As a high school teacher for 15 years, here are several ways I’ve learned that you can help your child prepare for college now.
1. Read to your child
There’s a reason why you’ve been inundated with advertisements about the importance of reading to your child: it works. Studies show that students who were read to and who continue to read are more successful academically, earn higher state test scores, are stronger writers, and have better study skills—all required attributes of the college-bound. Early reading even affects your child’s behavior, too. A study published by the American Academy of Pediatrics indicates that reading out loud to your child could reduce behavioral issues like hyperactivity, aggression and ADD. So, to get your child college ready, read to them during their formative years, and when they’re old enough, let them read to you. It may be the most productive bonding time you have with them.
2. Encourage critical thinking
Critical thinking, in contrast to simply memorizing facts, demands that students use the facts learned in school to deduct, reason and infer. In other words, it helps them figure things out. It not only allows children to practice their philosophical skills, but it is how company leaders are able to make decisions that affect their team’s success or failure.
You can help your child develop this skill in a variety of creative ways. Ask them to attempt to come up with their own answers to questions after you’ve supplied a few simple facts. When reading a new bedtime story, see if they’ll share what they think will happen or why a character acted the way they did. And, don’t leave them out of discussions around the dinner table; even though they likely can’t contribute to the larger conversation, your encouragement of their opinion will give them the confidence they need to express their own thoughts.
Children learn by observing behaviors and actions of people they see as modern-day heroes. Just as your toddler mimics your facial expressions, they will soon find another, much “cooler” person to mimic as they get older.
But, it’s important this role model is a positive influence. Introduce your littles to iconic figures you think are great role models and explain why. Maybe it’s Malala or Ruth Bader Ginsburg instead of a Youtube star. Your child may not identify with what you think is cool, but by staying in touch with your child’s interests, and by encouraging your child to analyze their own choices, you will be helping her to build character.
4. Become tech literate but not tech dependent
You may think that tech literacy comes easy to kids given that they are so well-versed with devices, but that’s not always the case. What most people don’t realize, however, is that using a computer doesn’t guarantee tech literacy.

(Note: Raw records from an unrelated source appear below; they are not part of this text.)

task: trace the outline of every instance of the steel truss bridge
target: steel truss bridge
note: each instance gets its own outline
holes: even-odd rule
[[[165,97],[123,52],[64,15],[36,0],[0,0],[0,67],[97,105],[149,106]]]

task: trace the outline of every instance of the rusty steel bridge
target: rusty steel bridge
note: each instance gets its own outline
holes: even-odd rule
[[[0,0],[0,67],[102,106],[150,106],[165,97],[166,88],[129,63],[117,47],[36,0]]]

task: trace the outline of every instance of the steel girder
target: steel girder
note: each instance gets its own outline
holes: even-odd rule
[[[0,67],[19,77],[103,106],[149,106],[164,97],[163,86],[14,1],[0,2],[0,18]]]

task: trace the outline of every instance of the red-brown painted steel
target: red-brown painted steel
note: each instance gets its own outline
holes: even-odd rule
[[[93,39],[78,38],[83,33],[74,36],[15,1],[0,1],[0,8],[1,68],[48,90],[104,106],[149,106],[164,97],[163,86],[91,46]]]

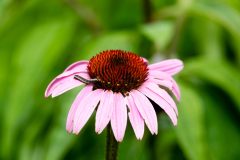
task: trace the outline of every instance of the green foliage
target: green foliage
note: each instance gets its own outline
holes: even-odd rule
[[[146,129],[138,141],[128,123],[119,159],[239,159],[239,28],[238,0],[0,1],[0,159],[104,159],[94,116],[78,136],[65,131],[81,88],[55,99],[44,91],[106,49],[185,64],[178,126],[160,114],[158,136]]]

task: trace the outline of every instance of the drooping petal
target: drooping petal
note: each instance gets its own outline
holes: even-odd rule
[[[62,73],[65,74],[66,72]],[[69,91],[77,86],[82,85],[83,83],[74,79],[74,75],[80,75],[86,79],[89,78],[87,73],[72,73],[70,75],[59,75],[57,76],[47,87],[45,91],[45,97],[52,95],[56,97],[66,91]]]
[[[105,91],[97,109],[95,131],[100,134],[111,119],[114,108],[114,95],[112,91]]]
[[[177,98],[177,100],[180,100],[180,90],[179,87],[176,83],[176,81],[167,73],[161,72],[161,71],[156,71],[156,70],[149,70],[149,77],[155,78],[155,79],[160,79],[160,80],[169,80],[172,82],[172,92]]]
[[[134,102],[137,106],[138,111],[143,117],[147,127],[149,128],[152,134],[157,134],[158,124],[157,124],[157,115],[156,112],[148,100],[148,98],[137,90],[130,92],[130,96],[134,99]]]
[[[78,134],[86,124],[94,109],[102,97],[103,90],[96,89],[85,95],[79,105],[73,119],[73,133]]]
[[[114,137],[118,142],[121,142],[127,126],[127,105],[120,93],[114,93],[114,104],[111,126]]]
[[[177,125],[177,107],[166,91],[153,83],[147,83],[139,90],[158,104],[167,113],[173,124]]]
[[[65,72],[66,71],[86,71],[87,70],[87,65],[88,65],[88,62],[89,61],[86,61],[86,60],[82,60],[82,61],[78,61],[78,62],[75,62],[73,64],[71,64],[70,66],[68,66],[66,69],[65,69]]]
[[[137,139],[141,140],[144,134],[144,120],[139,113],[132,96],[127,96],[127,105],[129,108],[128,117]]]
[[[174,75],[183,69],[183,62],[178,59],[170,59],[151,64],[148,67],[151,70],[158,70]]]
[[[79,106],[80,102],[82,101],[82,99],[92,91],[93,86],[92,85],[87,85],[86,87],[84,87],[80,93],[77,95],[77,97],[75,98],[69,112],[68,112],[68,117],[67,117],[67,124],[66,124],[66,129],[67,131],[70,133],[72,132],[73,129],[73,118],[74,115],[76,113],[77,107]]]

There are many resources like Scratch
(created by the Lifelong Kindergarten Group at the MIT Media Lab) to help teach kids coding basics, Learn With Homer
uses a systematic phonics lessons approach to teach kids to read and The Sounding Out Machine
app helps students who are having problems decoding words.
5. Foster a love of learning
Passion for learning is simply an interest in knowledge—a desire to always learn more. If your child has this passion,
learning will cease to be a chore and will become an adventure
. Research in educational motivation has shown that students who are intrinsically motivated
(the motivation to learn because they want to) tend to be more successful learners (earning higher grades and test scores) than those who are extrinsically motivated (those who learn to get the “A” or the $10 grandpa promises for a good report card).
6. Expand your interests
Children will model your actions and behaviors. If you show an interest in learning new things, they will probably mimic your enthusiasm. For example, watch a documentary and, instead of falling asleep, discuss the show with your child. Share your new adventures with your child. If you’re a history buff, visit a space museum. The best way to get your child to enjoy learning is to enjoy learning with them.